I learned something new in our recent Alfabet Portfolio Playbook webinar, “Playing it Safe with Open Source Software.”
I learned that, with “free and open-source software” (FOSS), “free” has nothing to do with cost. Obviously, I wasn’t the only one who didn’t know this, because my colleague felt it necessary to explain in the webinar.
“Free” pertains to “freedom” and is the tenet upon which open source software is based. The Free Software Foundation (FSF), founded in 1983 as a nonprofit “with a worldwide mission to promote computer user freedom,” describes these as the freedom to:
- Run the program as you wish, for any purpose
- Study how the program works, and change it so it does your computing as you wish
- Redistribute copies so you can help your neighbor
- Distribute copies of your modified versions to others
So “free” doesn’t mean no-cost, although there really are no license costs – one of the big benefits of FOSS. Yet, there can well be costs if an organization isn’t careful in its use of FOSS. Wide use and poor governance of free software throughout an organization can carry risk, like these:
- Legal risk: Copyright issues, patent claims, commercial distribution limitations.
- Security risk: Due to widespread knowledge of source code.
- Low standardization: Different departments might use different software to accomplish similar goals.
That FOSS carries legal risk with it was also new to me. There are many and varied licensing conditions associated with free software and you need to understand the implications of these when deploying and managing the software or you could be putting the organization at risk.

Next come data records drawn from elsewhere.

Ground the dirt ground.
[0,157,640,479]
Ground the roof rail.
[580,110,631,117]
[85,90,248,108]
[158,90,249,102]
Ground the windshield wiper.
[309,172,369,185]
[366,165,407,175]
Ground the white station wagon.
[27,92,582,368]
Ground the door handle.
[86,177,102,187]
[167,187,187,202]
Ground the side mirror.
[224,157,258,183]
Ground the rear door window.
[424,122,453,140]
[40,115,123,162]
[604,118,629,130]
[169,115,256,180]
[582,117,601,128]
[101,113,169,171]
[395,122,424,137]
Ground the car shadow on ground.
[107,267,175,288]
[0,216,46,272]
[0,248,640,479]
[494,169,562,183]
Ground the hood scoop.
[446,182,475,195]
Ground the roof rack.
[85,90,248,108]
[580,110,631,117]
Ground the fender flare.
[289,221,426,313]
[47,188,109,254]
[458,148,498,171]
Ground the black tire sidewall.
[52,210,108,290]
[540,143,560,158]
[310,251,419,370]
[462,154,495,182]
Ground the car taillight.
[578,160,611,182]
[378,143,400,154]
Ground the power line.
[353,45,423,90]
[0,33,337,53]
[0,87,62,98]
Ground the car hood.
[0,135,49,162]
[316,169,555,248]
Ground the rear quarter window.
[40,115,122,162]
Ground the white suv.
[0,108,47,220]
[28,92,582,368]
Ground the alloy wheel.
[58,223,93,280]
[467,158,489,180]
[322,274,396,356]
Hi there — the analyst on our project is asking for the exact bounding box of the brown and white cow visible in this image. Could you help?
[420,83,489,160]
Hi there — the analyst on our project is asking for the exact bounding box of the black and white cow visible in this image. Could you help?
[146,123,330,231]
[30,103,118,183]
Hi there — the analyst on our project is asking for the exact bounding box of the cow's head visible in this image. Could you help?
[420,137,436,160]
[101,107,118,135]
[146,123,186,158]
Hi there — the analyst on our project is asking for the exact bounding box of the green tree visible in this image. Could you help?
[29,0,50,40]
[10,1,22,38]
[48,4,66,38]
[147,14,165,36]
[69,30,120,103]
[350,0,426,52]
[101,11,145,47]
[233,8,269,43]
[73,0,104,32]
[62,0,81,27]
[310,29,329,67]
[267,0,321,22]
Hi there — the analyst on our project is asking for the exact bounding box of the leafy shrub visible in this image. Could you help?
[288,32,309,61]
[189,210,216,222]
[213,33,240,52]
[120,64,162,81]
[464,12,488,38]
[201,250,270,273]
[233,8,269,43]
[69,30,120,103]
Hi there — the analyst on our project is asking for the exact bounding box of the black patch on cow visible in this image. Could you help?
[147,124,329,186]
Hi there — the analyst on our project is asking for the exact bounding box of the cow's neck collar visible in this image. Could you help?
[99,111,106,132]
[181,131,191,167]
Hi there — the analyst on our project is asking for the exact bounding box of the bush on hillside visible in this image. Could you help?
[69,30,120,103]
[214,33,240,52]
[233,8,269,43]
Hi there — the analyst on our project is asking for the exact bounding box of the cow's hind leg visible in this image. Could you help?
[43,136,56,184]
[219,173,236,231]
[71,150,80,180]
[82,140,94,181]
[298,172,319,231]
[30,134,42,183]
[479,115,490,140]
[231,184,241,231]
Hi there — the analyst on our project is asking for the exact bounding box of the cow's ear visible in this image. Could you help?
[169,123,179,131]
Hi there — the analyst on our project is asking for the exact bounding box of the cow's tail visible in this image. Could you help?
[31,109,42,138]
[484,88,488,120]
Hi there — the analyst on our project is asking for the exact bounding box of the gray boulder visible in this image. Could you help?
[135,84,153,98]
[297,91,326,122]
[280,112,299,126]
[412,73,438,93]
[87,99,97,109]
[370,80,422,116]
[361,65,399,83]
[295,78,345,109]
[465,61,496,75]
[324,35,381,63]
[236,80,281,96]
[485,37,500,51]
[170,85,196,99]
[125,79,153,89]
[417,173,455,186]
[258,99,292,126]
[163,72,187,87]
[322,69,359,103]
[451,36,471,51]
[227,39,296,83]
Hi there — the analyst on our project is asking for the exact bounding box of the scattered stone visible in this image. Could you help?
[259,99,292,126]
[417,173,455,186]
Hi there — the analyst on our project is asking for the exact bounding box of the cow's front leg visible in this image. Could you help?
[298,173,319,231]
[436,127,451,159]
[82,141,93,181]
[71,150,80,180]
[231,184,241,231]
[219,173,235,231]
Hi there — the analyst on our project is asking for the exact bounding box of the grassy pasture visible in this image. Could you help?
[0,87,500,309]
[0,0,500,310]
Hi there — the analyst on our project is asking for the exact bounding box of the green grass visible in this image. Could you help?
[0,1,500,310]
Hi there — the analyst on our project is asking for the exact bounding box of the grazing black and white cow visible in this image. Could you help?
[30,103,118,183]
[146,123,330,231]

So usage of free software needs to be planned and managed just like any other software - also for the purpose of standardization to avoid the cost of inefficiency. Enterprise architecture management aims to streamline the IT landscape for agility and cost-efficiency. This needs to be done for non-licensed as well as licensed software.
The webinar advocates applying technology portfolio management techniques to FOSS to:
- Document license types, terms and conditions; organizational usage guidelines and component threats
- Evaluate planned and current usage
- Approve usage in application and project architectures through an appointed authority such as an open source review board
Then you can enjoy the freedom from risk. But freedom does have its price – mostly effort – like most good things in life.